Using Google Spreadsheets to combine Twitter and Google Analytics data to find your top content distributors

When you share a link on Twitter there are a number of services, like bit.ly, which allow you to track the impact of the url in terms of the number of clicks it attracts from other users. At the same time there are a number of ways to monitor people sharing links to your site, the most basic being using a Twitter search like this one for hawksey.info. Using these search results you could start extracting the follower information from the person tweeting, workout potential reach and so on, but wouldn’t you like to know, as with your own bit.ly account, how many visits someone else’s tweet generated to your site? Fortunately there is a way to do this and in this post I give you two tools to help you do it and look at why this information might be useful, but lets first look at how it is possible.

Referral Traffic

In August 2011 Twitter started automatically wrapping links over 19 characters in it’s own shortening service t.co, later in October started wrapping all links in t.co. When you start navigating around the web at each page you visit the server generally knows which page you came from (exceptions include direct traffic and when coming from https://). When you click on a t.co link the site can track where you came from, known as referral traffic (interestingly it looks like Twitter also bypass your url shortener of choice by following the redirects until it reaches a final destination and use that link in the t.co redirect). So when you click on a t.co link posted on Twitter I can detect that, that’s where you came from. Furthermore, each time a person tweets a link it gets wrapped in a unique t.co url even if that url has been shortened before with the exception being new style retweets. This means that when someone clicks on a link tweeted by someone I can trace it back to a single person.
Lets see how this works in practice. When I fire up my Google Analytics account and look at referral traffic I can see it’s dominated by t.co sources. Drilling down into the t.co data I can actually see how many visits each t.co link generated.

Searching Twitter for say http://t.co/wEbXrPah allows me to trace it back to this tweet:

#HowTo show a #cool interactive visualization of event hashtags: bit.ly/rtoVa9
— TweetSmarter (@TweetSmarter) February 23, 2012

So we can say this tweet and it subsequent 5 retweets generated 42 visits to my blog. At this point you might be saying but this tweet above has a bit.ly link, there’s no reference to t.co. It may say bit.ly but underneath the hyperlink is t.co:

For some this isn’t news.
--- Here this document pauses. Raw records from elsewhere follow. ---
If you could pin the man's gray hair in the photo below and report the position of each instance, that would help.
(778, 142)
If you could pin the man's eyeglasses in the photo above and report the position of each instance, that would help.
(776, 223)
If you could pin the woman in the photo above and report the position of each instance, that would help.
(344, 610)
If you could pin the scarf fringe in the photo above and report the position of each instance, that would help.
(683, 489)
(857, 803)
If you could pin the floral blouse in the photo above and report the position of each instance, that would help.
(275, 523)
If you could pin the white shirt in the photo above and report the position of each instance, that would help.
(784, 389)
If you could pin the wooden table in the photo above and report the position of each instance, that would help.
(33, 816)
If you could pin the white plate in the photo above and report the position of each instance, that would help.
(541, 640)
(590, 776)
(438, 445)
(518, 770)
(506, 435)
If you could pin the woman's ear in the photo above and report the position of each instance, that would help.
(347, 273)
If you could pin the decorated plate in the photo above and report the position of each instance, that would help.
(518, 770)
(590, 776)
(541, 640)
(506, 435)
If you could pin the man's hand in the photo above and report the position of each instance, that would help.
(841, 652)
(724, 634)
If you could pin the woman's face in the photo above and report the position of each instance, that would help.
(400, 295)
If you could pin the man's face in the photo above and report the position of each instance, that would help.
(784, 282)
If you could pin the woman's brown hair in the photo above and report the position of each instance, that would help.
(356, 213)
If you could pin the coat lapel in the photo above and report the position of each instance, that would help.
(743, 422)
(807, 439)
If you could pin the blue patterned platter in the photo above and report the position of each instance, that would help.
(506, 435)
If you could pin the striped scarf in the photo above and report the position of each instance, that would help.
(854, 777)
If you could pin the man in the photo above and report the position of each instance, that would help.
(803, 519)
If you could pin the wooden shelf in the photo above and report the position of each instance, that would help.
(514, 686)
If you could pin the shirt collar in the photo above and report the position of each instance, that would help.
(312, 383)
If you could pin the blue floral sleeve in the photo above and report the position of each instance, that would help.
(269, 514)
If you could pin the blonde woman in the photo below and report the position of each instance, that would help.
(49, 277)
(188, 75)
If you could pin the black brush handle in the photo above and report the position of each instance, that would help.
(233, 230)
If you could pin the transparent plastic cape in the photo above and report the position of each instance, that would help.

In fact, Tom Critchlow was writing about how Twitter’s t.co link shortening service is game changing – here’s why way back in August 2011. His post probably has a better explanation of what is happening and also includes a bookmarklet (appears broken after recent Analytics overhaul) which takes the t.co referral path from your Google Analytics report and searches it on Twitter to find out which persons tweet is sending you the traffic.
I thought this was a neat idea but wanted to get the full impact of seeing the visit count associated with a named person. I tried a couple of ways to inject the data using a bookmarklet with no joy so turned to Google Spreadsheets (and in particular Google Apps Script) to marry data from Twitter with Google Analytics. So I give you:

Method 1: Quick 7 day search

*** Twitter/Google Analytics Top Distributor Sheet v1.0 ***
[File > Make a copy for you own version]

With this Google Spreadsheet I can authenticate with my Google Analytics account which then allows me to extract t.co data using the Google Analytics Core Reporting API. I then pass each t.co link to the Twitter Search API to find out who tweeted it first. This is all wrapped in a custom formula getGATwitterRef(startDate, endDate, optional numberOfResults) which generates a table of results like this:

So big thanks go to Brian E. Bennett (@bennettscience) for generating 16 visits, Alberto Cottica (@alberto_cottica), @futuresoup and others for also generating traffic. But who generated the 14 visits? The reason this row is blank is while the link is still generating traffic to my site the link was first tweeted over 7 days ago meaning it is outwith the capabilities of the Twitter Search API.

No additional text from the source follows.